Reviews and ramblings about children's and young adult literature by an absentminded middle school librarian. I keep my blog to remember what I've read and to celebrate the wonderful world of children's and young adult literature.
Monday, August 3, 2015
Non-Fiction Monday: The Call of the Osprey by Dorothy Hinshaw Patent
The Call of the Osprey by Dorothy Hinshaw Patent. Photographs by William Muñoz. 80 p. Scientists in the Field series. Houghton Mifflin Harcourt, June, 2015. 9780544232686. (Purchased)
Ospreys are birds of prey that live along rivers and bodies of water because their main prey are fish. They return to the same nest (and mate) year after year. These nests are often high up in dead trees and telephone poles. The human population tends to remove dead trees and telephone poles can be deadly, so conservation folks, power companies and landowners have been cooperatively constructing nesting platforms. Their population was declining during the 1960s due mostly to the spraying of DDT. Scientists at the Montana Osprey Project have been studying the effects of pollution on the osprey population in a large Superfund clean-up sight along the Clark Fork River. This team spends a great deal of time each nesting season observing, counting, tagging fledglings and drawing blood samples. Then, they spend the fall and winter analyzing.
Dorothy Hinshaw Patent and William Muñoz teamed up to tag along and observe/ record the work of these dedicated wildlife biologists and students. Patent's cogent writing and Muñoz's amazing photos are equally gorgeous and engaging. There is so much packed into these eighty pages. There's an overview of osprey habits and habitats, osprey mating and fledging, and osprey migration. Another chapter relates the effects that mining has on the environment and what a Superfund cleanup is.

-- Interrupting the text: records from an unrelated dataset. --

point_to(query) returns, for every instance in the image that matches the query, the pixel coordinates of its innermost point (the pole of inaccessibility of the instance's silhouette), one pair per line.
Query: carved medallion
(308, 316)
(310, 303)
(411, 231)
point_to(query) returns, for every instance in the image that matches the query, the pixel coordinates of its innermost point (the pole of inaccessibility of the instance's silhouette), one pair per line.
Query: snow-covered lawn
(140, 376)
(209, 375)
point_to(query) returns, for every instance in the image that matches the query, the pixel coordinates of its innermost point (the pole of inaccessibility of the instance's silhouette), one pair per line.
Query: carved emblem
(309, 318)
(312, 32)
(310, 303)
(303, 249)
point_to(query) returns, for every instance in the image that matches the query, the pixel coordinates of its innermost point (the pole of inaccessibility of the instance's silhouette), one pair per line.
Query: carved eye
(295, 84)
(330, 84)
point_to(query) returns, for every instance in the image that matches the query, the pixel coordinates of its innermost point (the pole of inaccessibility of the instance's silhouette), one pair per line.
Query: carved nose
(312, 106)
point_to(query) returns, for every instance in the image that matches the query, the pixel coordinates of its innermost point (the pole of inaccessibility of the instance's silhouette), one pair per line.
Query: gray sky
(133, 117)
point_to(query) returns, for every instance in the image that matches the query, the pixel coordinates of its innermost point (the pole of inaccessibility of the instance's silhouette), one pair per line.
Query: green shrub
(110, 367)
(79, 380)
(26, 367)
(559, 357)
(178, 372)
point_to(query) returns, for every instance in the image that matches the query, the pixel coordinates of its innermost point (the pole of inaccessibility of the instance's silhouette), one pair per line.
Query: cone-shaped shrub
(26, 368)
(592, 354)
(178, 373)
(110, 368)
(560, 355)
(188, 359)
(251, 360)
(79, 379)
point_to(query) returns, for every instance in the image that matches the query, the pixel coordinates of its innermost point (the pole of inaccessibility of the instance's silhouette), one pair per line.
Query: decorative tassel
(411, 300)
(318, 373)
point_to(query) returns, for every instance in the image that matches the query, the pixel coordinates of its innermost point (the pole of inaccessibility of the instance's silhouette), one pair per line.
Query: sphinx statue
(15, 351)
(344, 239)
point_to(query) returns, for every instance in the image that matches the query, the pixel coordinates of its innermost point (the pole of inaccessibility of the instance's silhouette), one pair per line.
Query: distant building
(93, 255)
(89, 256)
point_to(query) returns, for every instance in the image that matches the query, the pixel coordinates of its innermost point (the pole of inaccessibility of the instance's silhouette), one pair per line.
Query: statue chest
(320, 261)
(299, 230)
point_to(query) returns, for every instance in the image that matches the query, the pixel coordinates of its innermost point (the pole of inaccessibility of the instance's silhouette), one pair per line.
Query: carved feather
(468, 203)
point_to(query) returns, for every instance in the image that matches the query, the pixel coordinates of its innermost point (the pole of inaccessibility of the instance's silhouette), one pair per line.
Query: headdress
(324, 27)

As usual, the book is gorgeously designed. Plenty of side bars to enhance the narrative. Additionally, pages designed to look like a writer's notebook lay open on double-page spreads and provide biographies of established scientists and budding scientists. An author's note is followed by pages entitled, "To Learn More" and includes books for both adult and young readers and a variety of websites and webcams, as well as four related organizations, sources, acknowledgements, an epilogue and a glossary.
Another must-purchase addition to a stellar series. I'm going to grab my binoculars now and head down to the reservoir for a little birdwatching on this gorgeous summer morning.